# homebox XL,cooltube,extractor and carbon filter(problems & ideas)



## asparagas (Jan 31, 2009)

hello my friends
i bought homeboxXL and Cooltube 490 X125 mm.i use 600 watt HPS and ballast.
offficial  site of the homebox says '' min 420m3 extractor must be used with homebox XL.


> Up to 250W light (or 400W with cooling system):     225m3 extractor
> Up to 400W light (or 600W with cooling system):    345m3 extractor
> Up to 600W light:    420m3 extractor
> 
> *The carbon filter should always have a slightly bigger capacity than the extractor used.*


*
i  need min 550 or 600 m3 extractor because The carbon filter should always have a slightly bigger capacity than the extractor used.*
but it is the problem that there is no extractor that has 125mm diameter and 600m3 airflow capacity.

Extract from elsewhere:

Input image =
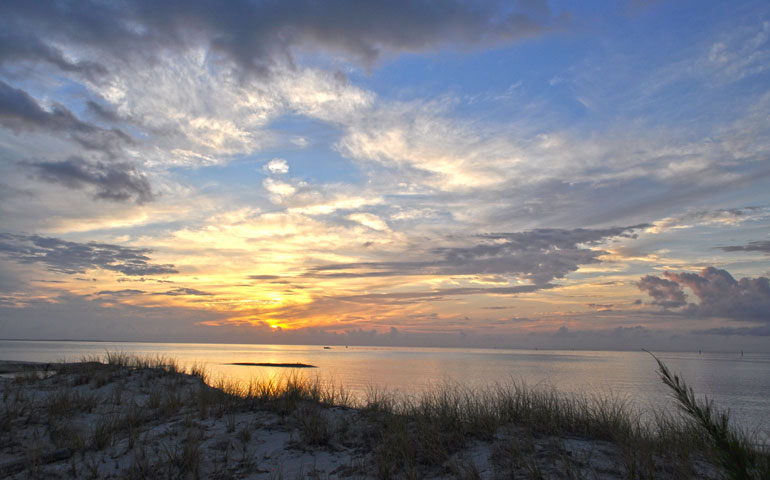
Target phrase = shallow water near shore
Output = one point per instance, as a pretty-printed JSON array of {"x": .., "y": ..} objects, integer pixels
[{"x": 733, "y": 381}]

i have to match carbon filter with extractor.
if i buy a 125mm extractor,it is not enough for homebox XL.
if i buy  bigger extractor than 125 mm,they dont match carbon filter.because there is 125 mm cooltube between carbonfilter and extractor.

airflow: 
inside of tent>carbon filter>cooltube(125mm)>extractor(bigger than 125) >outside of tent

diameter of the carbon filter is not important here,because there is no chance to match with extarctor.because extractor and cooltube's diameters are different.
[ for example : if carbon filter's and extractor's dimater  were
 200mm,the diameter of cooltube is still same,125mm.
in this case,airflow were:
inside of tent>200mm carbon filter>125mm cooltube>200mmm extractor>outside of tent .

it wasnt good. ]

and i have an idea.i will use 2 extractor to prevent that mismatch 


airflow  1: 
outside of tent>cooltube (125 mm ) >extractor (125mm)>outside of tent

airflow 2 :
inside of tent>carbon filter 200mm > extractor 200mm >outside of tent

i will run both extractor @ half speed to prevent too many noise.that is why i should buy bigger capacity extactors.

even if this idea seems good,it costs too expensive,especially for me(i will import all equipments,because there  is ''nothing '' in my country about growing.

is there somebody who could give me any other good ( and cheap ) idea  ?


----------



## yumyumbubblegum (Jan 31, 2009)

*Uhhh, I just did what worked, I did make sure that my fan matched my scrubber tho. I did not get all scientific with it, I just got everything I needed, I have 6" ducting running through my whole tent.
I have no problems at all with anything, and I have no smell issues. I got both my scrubber and Vortex off eBay (like always) for around $200 + ducting (Home Depot) for around $30*


----------



## BuddyLuv (Jan 31, 2009)

asparagas said:
			
		

> hello my friends
> ifilter.because there is 125 mm cooltube between carbonfilter and extractor.
> 
> 
> ...


 
This is the correct way to run it.


----------



## asparagas (Feb 1, 2009)

only one 345 m3 extractor is enough for me ?


----------